FAIR HAVEN COUNCIL WRAP-UP

fh-councilThe Fair Haven council held its annual meeting in front of Knollwood School students Monday. (Photo by Dustin Racioppi; click to enlarge)

By DUSTIN RACIOPPI

For the second straight year, the Fair Haven council moved its end-of-year meeting out of the basement of borough hall and into the library at Knollwood School to give students a chance to find out how local government works.

Few topics were untouched. More than a dozen students asked about the construction on River Road, leaf collection and speeding problems in town, while getting explanations on the nuances of a government, like the difference between a resolution and an ordinance.
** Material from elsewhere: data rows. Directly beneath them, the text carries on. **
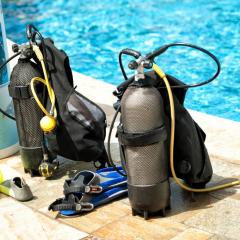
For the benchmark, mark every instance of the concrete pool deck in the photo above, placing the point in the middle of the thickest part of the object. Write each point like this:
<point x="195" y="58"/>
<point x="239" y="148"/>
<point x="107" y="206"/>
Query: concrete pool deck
<point x="211" y="216"/>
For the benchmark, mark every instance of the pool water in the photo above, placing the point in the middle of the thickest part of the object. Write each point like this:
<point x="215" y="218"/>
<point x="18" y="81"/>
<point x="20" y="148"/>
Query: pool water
<point x="93" y="32"/>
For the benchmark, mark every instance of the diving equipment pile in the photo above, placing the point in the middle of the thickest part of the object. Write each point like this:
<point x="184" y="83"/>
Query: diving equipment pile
<point x="154" y="120"/>
<point x="12" y="184"/>
<point x="52" y="117"/>
<point x="88" y="190"/>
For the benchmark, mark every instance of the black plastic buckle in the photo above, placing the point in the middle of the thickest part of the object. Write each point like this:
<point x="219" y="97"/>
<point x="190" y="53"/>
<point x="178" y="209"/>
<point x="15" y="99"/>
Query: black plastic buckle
<point x="93" y="189"/>
<point x="84" y="207"/>
<point x="19" y="92"/>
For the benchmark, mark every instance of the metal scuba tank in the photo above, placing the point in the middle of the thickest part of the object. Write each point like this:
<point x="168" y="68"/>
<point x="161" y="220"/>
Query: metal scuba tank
<point x="27" y="113"/>
<point x="143" y="138"/>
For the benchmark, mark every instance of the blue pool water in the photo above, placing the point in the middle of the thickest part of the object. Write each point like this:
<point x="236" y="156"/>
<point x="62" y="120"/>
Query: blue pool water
<point x="93" y="32"/>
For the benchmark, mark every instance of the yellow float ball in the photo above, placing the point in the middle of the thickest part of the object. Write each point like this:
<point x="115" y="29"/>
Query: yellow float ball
<point x="48" y="124"/>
Here’s the rundown of the meeting:

  • Residents questioned a new contract with Engineer and Public Works Director Rich Gardella, who will be paid $107,000 in 2011, with annual 2-percent increases over the five following years. Gardella had been making about $95,000, Mayor Mike Halfacre said, and was at the end of a three-year contract. Resident Sonia Reevey took issue with the contract, saying, “My Social Security hasn’t gone up in two years. As tight as the budget is, why are we raising salaries?” Halfacre said Gardella has proved to be invaluable for the borough, by serving in multiple roles and securing grants, including the federally-funded streetscape project, and that he’d be hard to replace, so the borough wanted to lock up his services for the near future.
  • Privatizing trash collection hit a delay because the bids were not uniform, Halfacre said. Some bids were for a one-year contract, while others were for three years, which the council was looking for. The borough will go out to bid again, and if the cost is favorable — at around $170,000 or less — Halfacre said trash pickup could go private as soon as March.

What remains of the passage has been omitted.